L’articolo esamina il tipo di attività a cui partecipano i giovani con disabilità intellettive nel loro tempo libero, nonché il momento e le modalità di partecipazione. L’analisi si basa su interviste qualitative condotte con 10 giovani con disabilità intellettive (di età compresa tra i 13 e i 16 anni) e con i loro genitori (N = 20). Lo studio rivela che i giovani con disabilità intellettive hanno gli stessi desideri e preferenze per le attività ricreative dei loro coetanei senza disabilità. Entrambi i sessi preferiscono sport e attività culturali. Tuttavia, un’analisi più approfondita mostra una marginalizzazione dei giovani con disabilità intellettive dalle attività ricreative organizzate per i giovani in generale. Nella nostra società, la convinzione che le attività ricreative siano una questione privata si basa sull’idea del “normotipo”. Il “normotipo” emerge quando si esplorano i processi sociali di partecipazione che costituiscono l’alterità e marginalizzano sistematicamente gruppi di persone — in questo caso i giovani con disabilità intellettive — dalle attività ricreative organizzate.

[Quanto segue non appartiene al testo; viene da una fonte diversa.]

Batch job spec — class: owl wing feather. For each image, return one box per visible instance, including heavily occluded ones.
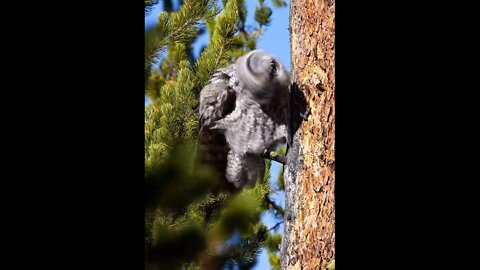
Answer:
[198,69,236,190]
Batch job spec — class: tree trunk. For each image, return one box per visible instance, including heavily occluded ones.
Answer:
[281,0,335,269]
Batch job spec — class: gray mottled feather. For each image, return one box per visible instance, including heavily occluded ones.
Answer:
[200,50,289,188]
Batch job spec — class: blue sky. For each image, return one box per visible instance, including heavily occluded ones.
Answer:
[145,0,290,270]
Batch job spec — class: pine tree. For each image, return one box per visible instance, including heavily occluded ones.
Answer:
[145,0,285,269]
[281,0,335,270]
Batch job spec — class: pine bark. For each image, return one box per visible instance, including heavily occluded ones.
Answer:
[281,0,335,270]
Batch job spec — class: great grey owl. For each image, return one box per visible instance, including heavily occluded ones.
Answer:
[198,50,289,189]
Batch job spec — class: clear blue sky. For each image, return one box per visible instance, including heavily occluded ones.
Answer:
[145,0,290,270]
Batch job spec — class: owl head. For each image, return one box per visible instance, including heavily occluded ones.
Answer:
[236,50,290,103]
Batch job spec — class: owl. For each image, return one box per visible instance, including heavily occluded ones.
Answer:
[198,50,290,190]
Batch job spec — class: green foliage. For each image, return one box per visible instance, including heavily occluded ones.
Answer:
[144,0,283,270]
[255,6,272,26]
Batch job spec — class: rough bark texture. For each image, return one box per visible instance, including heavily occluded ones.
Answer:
[281,0,335,269]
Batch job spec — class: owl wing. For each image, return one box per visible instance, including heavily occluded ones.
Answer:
[198,67,236,190]
[199,72,236,132]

Parole chiave: Attività ricreative, partecipazione, giovani, disabilità intellettiva

Le attività ricreative sono importanti perché rappresentano un contesto per lo sviluppo delle relazioni tra pari e per l’inclusione sociale (Kampert e Goreczny 2007). I giovani con disabilità mentali sembrano partecipare meno ad attività ricreative con i coetanei rispetto ai bambini con sviluppo tipico (Solish, Perry e Minnes 2010), e il loro grado di partecipazione diminuisce con l’età. Partecipare ad attività ricreative offre opportunità di interazione sociale, promozione di amicizie, apprendimento e sviluppo. Le attività fisiche contribuiscono al benessere, al miglioramento della forma fisica e all’aumento della percezione di autoefficacia e competenza sociale (Kampert e Goreczny 2007; Wendelborg e Paulsen 2014). Mentre l’attività è l’esecuzione di un compito o azione da parte dell’individuo, la partecipazione è intesa come coinvolgimento in situazioni di vita (OMS, 2001). Le attività ricreative sono generalmente scelte liberamente nel tempo libero perché ritenute piacevoli (Majnemer et al. 2008).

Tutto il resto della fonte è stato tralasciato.